In the aftermath of JFK’s assassination, prominent men, all well-meaning, including RFK, Robert McNamara, David Ormsby-Gore, Joe Alsop, Ted Sorensen and, later, Aristotle Onassis, sought to shield and protect Jackie. The public ascribed to her superhuman nobility, later turning its back when she proved too human, her marriage to Onassis condemned as both grand-scale gold-digging and a repudiation of her widowhood. All the while, Leaming posits, Jackie was suffering from a condition that hadn’t yet been named or identified: post-traumatic stress disorder. She exhibited all the classic symptoms, including endless recitation of the details of that terrifying day and an intense terror of history repeating itself. (She envisaged herself a potential victim—a fear significantly compounded by Robert’s murder in 1968.)

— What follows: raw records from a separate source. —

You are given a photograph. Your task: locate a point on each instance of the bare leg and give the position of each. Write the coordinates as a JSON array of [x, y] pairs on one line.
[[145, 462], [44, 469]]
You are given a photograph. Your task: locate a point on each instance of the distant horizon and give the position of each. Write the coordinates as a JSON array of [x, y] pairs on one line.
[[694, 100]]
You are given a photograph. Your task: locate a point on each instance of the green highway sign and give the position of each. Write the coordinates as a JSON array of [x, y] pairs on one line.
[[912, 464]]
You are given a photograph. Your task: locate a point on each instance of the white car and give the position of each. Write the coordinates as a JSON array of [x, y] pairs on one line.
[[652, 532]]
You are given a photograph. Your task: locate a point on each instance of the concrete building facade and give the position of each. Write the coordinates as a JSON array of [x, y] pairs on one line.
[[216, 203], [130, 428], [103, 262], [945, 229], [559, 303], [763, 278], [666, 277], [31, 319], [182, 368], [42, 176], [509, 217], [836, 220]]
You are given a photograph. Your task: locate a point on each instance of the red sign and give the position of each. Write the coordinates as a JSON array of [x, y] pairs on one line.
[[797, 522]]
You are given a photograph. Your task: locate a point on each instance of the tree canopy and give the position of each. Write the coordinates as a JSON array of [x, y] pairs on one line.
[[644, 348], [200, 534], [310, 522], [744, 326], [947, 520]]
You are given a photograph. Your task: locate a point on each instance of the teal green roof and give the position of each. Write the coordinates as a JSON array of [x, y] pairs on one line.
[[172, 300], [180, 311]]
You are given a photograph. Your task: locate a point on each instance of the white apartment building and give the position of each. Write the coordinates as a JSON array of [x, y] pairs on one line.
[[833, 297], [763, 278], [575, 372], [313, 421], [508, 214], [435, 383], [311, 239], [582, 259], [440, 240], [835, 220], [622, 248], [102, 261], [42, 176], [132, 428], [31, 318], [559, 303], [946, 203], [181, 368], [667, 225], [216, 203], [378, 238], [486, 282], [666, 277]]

Not until the late 1970s, after Onassis’s death, was she finally able to shake off the past and fully take charge of her destiny, toiling as a book editor in New York, championing historic preservation projects and establishing a private haven on Martha’s Vineyard (admittedly, thanks to a hard-won $26-million settlement from her second husband’s estate). There, toward the end of her story, she tells her only son that if JFK were to walk through the garden at that moment, she’s not sure she’d want him back. Faun-like Jackie, whose life and iconography had been largely shaped and defined by powerful men, was at last her own woman.